Munich, Germany-based Fast Electronic GmbH, maker of videotape-editing equipment and software-protection devices, looks set to become the first German company to be listed on the US Nasdaq market. Disillusioned with Germany’s lack of support for high technology companies, the firm’s founder and chairman, Matthias Zahn, is looking to the US for venture capital funding, and has set up a holding company, Fast Multimedia Holding Inc, in Delaware. The company is in its ‘quiet period’ now, unable to comment on the flotation or the future under US regulations, but this suggests that the offering, possibly some 25% of the company’s shares, is coming down to the wire. Zahn founded First Electronic in 1985 to make hardware to prevent illegal copying of software. In 1989 the company ventured into multimedia, developing hardware and software to enable conversion of analogue video into digital signals that can be manipulated on a 80486 personal computer.
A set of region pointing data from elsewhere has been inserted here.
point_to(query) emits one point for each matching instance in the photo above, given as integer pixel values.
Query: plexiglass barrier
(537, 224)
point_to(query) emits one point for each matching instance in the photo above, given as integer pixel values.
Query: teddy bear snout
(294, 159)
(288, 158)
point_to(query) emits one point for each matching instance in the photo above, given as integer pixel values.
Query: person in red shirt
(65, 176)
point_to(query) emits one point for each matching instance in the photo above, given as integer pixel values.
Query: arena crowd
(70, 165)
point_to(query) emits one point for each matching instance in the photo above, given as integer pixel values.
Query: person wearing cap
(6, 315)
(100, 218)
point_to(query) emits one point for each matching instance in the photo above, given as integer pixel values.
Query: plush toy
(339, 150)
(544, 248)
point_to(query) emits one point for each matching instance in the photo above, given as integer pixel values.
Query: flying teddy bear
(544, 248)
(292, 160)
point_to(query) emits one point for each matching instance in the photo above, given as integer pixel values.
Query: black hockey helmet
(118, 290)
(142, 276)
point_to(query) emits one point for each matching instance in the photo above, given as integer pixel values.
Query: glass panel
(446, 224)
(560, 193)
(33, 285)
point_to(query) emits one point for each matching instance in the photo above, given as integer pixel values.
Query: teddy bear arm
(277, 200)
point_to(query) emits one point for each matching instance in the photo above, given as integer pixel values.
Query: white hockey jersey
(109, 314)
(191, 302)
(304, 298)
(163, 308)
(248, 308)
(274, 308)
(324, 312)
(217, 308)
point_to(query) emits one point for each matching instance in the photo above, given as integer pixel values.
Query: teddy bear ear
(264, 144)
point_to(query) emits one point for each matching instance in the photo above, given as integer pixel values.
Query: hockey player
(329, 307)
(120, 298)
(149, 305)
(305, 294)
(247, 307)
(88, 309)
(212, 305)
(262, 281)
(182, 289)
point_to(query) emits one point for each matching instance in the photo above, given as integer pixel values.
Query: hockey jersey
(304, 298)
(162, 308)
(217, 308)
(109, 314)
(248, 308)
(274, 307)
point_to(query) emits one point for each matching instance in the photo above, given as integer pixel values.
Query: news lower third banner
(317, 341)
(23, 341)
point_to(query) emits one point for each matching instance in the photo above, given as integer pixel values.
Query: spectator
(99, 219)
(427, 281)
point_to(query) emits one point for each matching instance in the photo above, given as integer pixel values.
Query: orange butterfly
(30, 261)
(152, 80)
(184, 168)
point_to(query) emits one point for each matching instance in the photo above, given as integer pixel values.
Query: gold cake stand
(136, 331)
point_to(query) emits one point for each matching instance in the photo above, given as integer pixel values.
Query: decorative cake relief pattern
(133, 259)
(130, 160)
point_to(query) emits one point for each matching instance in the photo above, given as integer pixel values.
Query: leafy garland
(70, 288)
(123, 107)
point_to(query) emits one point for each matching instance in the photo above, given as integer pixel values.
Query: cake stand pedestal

The result was Video Machine, a low-cost desktop editing system aimed at corporate users, which at $3,200 is said to do the job of $30,000-worth of traditional studio editing equipment. Movie Machine is the Windows front-ended consumer product, priced at around $400, that can transfer camcorder videos on to the personal computer so that the user can do basic editing. Both the British Broadcasting Corp and France’s La Cinquieme television have bought Video Machines. In September 1994, in preparation for the US offering, the company dropped the name Fast Electronic, and split the multimedia division into a separate company, Fast Multimedia AG, and the software security arm became Fast Software Securities AG. Since the introduction of its multimedia products in 1990, Fast’s sales have more than quintupled, and 1995 forecasts for multimedia alone are around $70m, against 1994 combined sales of $50m.

Worry the German banks

But this growth seems to worry the German banks, which have been reluctant to fund the company right from the start, and slow to increase its line of credit to fund continued expansion. Zahn is heading for the US for two reasons. Firstly, he believes that Nasdaq is much more suited to companies like ours than the German exchanges, because it understands the needs of high technology businesses and is more prepared to look at future potential than past results. Secondly, the company needs to penetrate the US multimedia market, which Zahn said is 10 times bigger than Germany’s. As well as looking for capital to develop and grow the company’s US presence, Zahn has set up a US subsidiary, Fast Electronic US Inc in Redwood City, California and believes it is important for it to be close to the developments in Silicon Valley. It would seem that the company’s young, informal and somewhat chaotic style is more suited to California than the more formal, traditional Bavaria, and the jeans-clad Zahn intends to split his time between the two countries. Although he is looking to the US for future growth and venture funding, Zahn plans to maintain a large research and development operation in Germany because it is a good place to turn a prototype into a product. He explained that Germany’s schools produce talented engineers, and also there are few multimedia rivals to lure away good staff. Main candidates to underwrite the offer are Roberston, Stephens & Co, Hambrecht & Quist, and Alex Brown & Sons.